Arc system loader, or shortly arc is a system made inspired by multi-booting in computers. Arc tries to replicate this behaviour by mounting /system on host and switching between systems as user wants.
This can open door to new systems and more customizations! You can make your own changes and publish them on net so everyone can try it.
Arc is still in very early development. And the development takes time as the only source to debug this kind of system is via logs. I have to personally test tens not if hundreds of ways to achieve such problems. Initial release took about 15~ hours to make -it is not even that long!-. If you want to contribute to project you are free to. Github links below.

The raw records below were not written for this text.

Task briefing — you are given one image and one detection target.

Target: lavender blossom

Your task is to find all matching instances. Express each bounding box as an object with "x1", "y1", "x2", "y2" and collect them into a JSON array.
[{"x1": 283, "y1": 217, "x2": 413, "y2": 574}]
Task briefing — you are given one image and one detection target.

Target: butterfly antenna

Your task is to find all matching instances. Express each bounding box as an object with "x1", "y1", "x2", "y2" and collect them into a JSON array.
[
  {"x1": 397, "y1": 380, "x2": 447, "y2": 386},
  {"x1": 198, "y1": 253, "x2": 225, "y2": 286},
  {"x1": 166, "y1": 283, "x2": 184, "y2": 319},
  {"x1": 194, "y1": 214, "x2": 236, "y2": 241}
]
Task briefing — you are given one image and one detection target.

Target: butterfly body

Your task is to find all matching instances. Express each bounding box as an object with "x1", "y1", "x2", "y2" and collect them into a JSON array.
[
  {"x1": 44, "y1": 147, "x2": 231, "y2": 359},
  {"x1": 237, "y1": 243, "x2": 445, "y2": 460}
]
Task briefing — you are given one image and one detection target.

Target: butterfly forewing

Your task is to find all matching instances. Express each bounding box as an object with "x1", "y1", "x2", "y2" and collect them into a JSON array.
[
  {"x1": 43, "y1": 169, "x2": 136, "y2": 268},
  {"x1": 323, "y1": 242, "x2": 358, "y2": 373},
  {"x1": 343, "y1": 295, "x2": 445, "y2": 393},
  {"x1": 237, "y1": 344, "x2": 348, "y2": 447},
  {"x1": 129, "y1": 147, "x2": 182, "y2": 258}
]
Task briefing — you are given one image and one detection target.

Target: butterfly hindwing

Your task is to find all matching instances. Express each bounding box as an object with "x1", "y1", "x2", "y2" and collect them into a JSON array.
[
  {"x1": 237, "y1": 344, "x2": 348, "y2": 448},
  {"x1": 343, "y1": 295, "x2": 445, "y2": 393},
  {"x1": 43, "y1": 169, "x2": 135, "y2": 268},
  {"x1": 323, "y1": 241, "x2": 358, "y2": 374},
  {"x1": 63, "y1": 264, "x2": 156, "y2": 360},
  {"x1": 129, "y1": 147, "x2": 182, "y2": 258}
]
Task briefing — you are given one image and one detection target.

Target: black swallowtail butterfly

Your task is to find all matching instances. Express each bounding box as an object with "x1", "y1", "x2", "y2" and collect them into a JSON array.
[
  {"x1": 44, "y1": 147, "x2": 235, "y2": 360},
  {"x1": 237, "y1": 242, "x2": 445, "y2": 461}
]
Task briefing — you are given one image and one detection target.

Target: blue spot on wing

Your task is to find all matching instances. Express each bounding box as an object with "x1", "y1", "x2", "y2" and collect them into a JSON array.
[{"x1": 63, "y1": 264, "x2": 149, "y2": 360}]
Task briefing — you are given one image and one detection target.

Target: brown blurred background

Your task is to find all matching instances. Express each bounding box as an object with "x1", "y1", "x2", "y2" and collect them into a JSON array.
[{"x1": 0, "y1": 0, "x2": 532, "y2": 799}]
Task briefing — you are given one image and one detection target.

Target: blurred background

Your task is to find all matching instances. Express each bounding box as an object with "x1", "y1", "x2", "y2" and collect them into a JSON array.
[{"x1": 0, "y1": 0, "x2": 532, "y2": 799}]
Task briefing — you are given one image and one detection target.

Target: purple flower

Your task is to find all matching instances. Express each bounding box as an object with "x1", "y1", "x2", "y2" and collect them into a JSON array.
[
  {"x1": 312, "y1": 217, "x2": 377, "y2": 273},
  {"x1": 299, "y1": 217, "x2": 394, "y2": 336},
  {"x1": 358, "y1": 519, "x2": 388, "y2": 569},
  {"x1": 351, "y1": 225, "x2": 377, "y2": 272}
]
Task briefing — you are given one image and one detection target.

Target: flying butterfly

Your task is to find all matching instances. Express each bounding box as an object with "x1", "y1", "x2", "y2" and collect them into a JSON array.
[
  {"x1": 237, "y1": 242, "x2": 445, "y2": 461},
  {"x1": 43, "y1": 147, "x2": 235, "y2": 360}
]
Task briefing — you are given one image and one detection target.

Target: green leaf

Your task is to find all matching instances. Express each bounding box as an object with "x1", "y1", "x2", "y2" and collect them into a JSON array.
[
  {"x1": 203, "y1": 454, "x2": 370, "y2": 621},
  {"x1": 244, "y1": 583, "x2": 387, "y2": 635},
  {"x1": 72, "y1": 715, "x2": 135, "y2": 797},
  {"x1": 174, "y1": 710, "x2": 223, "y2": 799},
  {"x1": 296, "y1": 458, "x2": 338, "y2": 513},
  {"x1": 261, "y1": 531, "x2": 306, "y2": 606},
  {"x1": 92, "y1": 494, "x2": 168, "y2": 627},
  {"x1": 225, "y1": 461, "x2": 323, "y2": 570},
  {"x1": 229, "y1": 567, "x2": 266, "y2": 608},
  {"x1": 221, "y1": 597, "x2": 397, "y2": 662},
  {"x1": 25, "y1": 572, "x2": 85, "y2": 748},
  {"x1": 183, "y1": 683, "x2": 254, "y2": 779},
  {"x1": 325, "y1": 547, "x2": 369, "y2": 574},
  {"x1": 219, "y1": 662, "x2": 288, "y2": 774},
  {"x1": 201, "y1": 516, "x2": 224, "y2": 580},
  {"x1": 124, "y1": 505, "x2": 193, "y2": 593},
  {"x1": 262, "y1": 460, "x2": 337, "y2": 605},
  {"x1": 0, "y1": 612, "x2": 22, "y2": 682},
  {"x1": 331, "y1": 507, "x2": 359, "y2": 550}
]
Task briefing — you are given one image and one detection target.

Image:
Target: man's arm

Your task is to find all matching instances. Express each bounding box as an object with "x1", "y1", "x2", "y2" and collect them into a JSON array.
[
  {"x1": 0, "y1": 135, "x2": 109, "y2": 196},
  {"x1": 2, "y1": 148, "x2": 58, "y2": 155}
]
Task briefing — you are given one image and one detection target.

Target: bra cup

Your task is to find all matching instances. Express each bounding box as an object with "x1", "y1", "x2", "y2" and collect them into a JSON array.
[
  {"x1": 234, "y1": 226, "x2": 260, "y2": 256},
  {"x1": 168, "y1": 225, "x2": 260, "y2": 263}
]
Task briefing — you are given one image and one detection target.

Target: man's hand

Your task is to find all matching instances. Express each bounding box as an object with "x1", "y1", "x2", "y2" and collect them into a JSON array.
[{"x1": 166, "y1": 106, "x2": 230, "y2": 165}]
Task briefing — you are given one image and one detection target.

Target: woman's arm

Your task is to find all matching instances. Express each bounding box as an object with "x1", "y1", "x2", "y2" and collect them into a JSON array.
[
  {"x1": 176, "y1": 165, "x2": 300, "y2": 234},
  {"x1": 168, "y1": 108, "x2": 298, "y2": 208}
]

Installer creates a new folder with name of /systems
. This is where your systems are stored. By default your current /system
is copied to /systems/picotron
. It is always the default system. Any modifications made by you persists.
While copying, boot.lua
is renamed to sysboot.lua
which is entry point of any arc system.
The reason is that boot.lua
is replaced with custom boot file that copies selected system from /systems/{name}
to /system
and runs sysboot.lua
. More details on boot.lua
section.
After creation of systems folder and copy operation, /system
directory is mounted on host. However, any changes made to /system
does not persist. More details on boot.lua
section.
Then boot.lua
gets downloaded from github repo and is put under /system
Finally, metadata of /system
is set to {system="picotron"}
. You can access the current system via fetching metadata this way. Which is a huge + considering there might be apps that targets to work on multiple systems.
The job of boot.lua is pretty simple. It fetches current system from /systems
folder.
After fetching, it prepares /system
folder by removing anything inside /system
folder and then copying everything from /systems/{selected system}
to /system
.
Finally it fetches /system/sysboot.lua
, loads it and runs it.
Any more details of how they really work can be found on files.